Haliburton has immediately delivered on his pre-draft reputation for headiness, making the 20-year-old guard one of the few bright spots for the wayward Kings. Like many of his draft classmates, including Anthony Edwards and LaMelo Ball, Haliburton (11 points, 3.4 rebounds, 5.4 assists per game) has launched his career in a backup role. Yet reliable decision-making, efficient three-point shooting and a fearless personality have made him a crucial late-game contributor.

Patience is in order all around given the many challenges facing rookies during this unusual season, including their shortened post-draft acclimation. When the dust settles a little more, this race figures to include Ball, James Wiseman, Edwards and Immanuel Quickley, a pleasant early surprise for the Knicks.

Most improved player: Jaylen Brown, Boston Celtics

While the 24-year-old was a highly ranked high school prospect and the No. 3 pick in 2016, his offensive game was rudimentary until the past 18 months. But the days of pigeonholing Brown as a physical defender who would hit open threes and attack the basket on occasion are long gone. In the wake of Gordon Hayward’s departure to Charlotte, Brown (27.1 points, 5.4 rebounds, 3.5 assists per game) has blossomed as an all-around scorer, creating offense for himself off the dribble and initiating more often for his teammates. Without Brown’s ability to fill in the gaps and maintain excellent scoring efficiency, Boston (10-8) would have struggled to keep its head above water during Kemba Walker’s three-week absence.

Also worth noting: Jerami Grant, Christian Wood, Julius Randle and Collin Sexton.
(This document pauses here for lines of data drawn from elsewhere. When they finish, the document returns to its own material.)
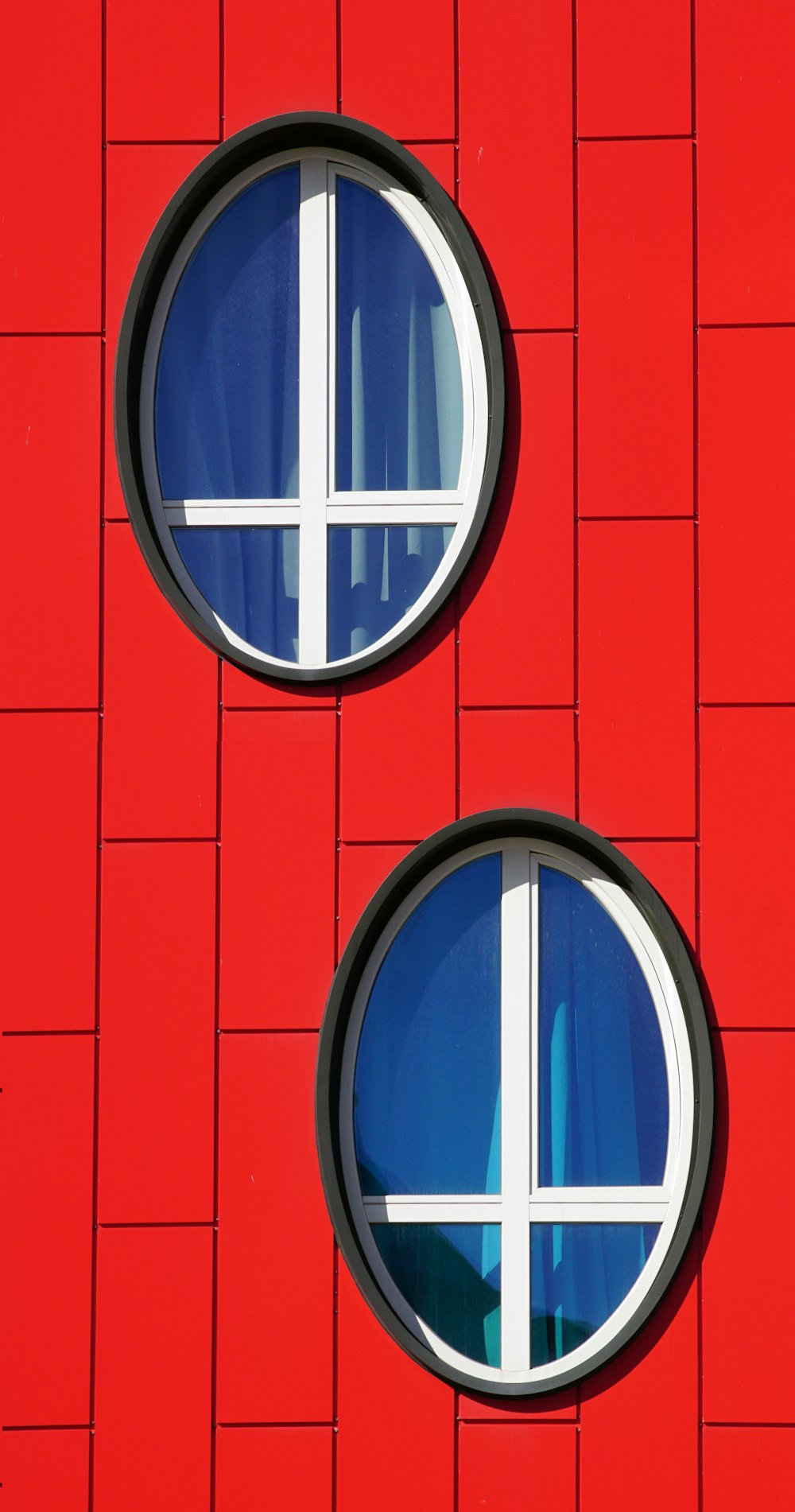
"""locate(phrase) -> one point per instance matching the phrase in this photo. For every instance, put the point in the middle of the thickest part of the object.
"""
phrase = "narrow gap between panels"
(216, 1083)
(18, 336)
(100, 743)
(43, 1033)
(62, 709)
(664, 137)
(45, 1428)
(162, 1223)
(167, 141)
(575, 416)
NBA reporter Sekou Smith, who died of covid at 48, is remembered for his kindness

Sixth man of the year: Jordan Clarkson, Utah Jazz

Consider this a dual recognition of Clarkson’s hot start and of the exceptional depth that has helped power the Jazz to a sterling 15-5 record. After retooling its offensive approach to launch way more three-pointers, the Jazz has improved from 23rd in bench scoring last season to sixth this season. Clarkson (17.7 points, 4.6 rebounds, 1.9 assists per game), long known for his eagerness to shoot, has thrived with a green light as the lead guard off the bench, attempting a career-high eight three-pointers per game while hitting 38.4 percent of them. Unlike many gunners, Clarkson’s individual exploits have translated to team success: He ranks in the top 30 leaguewide by Real Plus-Minus, and Utah has one of the NBA’s most cohesive benches.

Chris Boucher, Jarrett Allen and reigning sixth man of the year Montrezl Harrell are off to impressive starts, too.
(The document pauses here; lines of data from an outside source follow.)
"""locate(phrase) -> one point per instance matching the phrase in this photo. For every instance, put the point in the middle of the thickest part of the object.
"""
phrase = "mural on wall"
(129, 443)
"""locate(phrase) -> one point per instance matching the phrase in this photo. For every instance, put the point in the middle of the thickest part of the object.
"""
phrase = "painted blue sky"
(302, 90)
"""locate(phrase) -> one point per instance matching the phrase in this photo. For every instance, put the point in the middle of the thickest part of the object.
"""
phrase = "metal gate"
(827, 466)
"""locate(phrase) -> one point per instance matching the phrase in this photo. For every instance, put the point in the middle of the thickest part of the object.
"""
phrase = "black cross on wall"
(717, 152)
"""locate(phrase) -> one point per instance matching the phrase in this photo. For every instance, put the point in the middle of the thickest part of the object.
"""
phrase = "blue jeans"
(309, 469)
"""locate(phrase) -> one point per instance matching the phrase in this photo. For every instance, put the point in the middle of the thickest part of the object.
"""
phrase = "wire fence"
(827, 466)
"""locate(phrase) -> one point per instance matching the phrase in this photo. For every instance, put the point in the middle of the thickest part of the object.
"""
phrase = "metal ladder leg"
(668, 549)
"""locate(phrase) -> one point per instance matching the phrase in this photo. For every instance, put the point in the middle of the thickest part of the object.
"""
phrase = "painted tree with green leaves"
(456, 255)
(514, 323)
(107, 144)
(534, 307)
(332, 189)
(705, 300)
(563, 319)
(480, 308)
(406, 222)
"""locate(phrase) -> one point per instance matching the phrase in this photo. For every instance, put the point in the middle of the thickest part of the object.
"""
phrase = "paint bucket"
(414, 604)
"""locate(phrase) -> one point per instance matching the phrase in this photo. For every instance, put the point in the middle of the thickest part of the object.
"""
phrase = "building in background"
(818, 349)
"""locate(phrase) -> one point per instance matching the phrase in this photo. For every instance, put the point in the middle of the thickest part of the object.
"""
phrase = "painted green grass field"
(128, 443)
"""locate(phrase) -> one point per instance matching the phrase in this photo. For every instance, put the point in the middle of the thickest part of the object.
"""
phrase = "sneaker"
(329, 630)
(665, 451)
Coach of the year: Quin Snyder, Utah Jazz

Sustaining success this season has been next to impossible for most teams, but Snyder’s Jazz established a nice rhythm that carried it through January. There were no magic tricks — just discipline, attention to detail and well-honed ball movement. Without A-list superstars to lean on, Utah has refined its four-out offensive system while sticking to its tried-and-true defensive identity around Gobert. The well-balanced Jazz ranks fifth on offense and sixth on defense, grinding out wins with an all-veteran rotation. Snyder has brilliantly played to his players’ strengths and worked around their weaknesses, coaxing a nice bounce-back campaign from Mike Conley while maintaining a positive power dynamic between Donovan Mitchell and Gobert.

Others to consider: Cleveland’s J.B. Bickerstaff, Philadelphia’s Doc Rivers and the Los Angeles Clippers’ Tyronn Lue.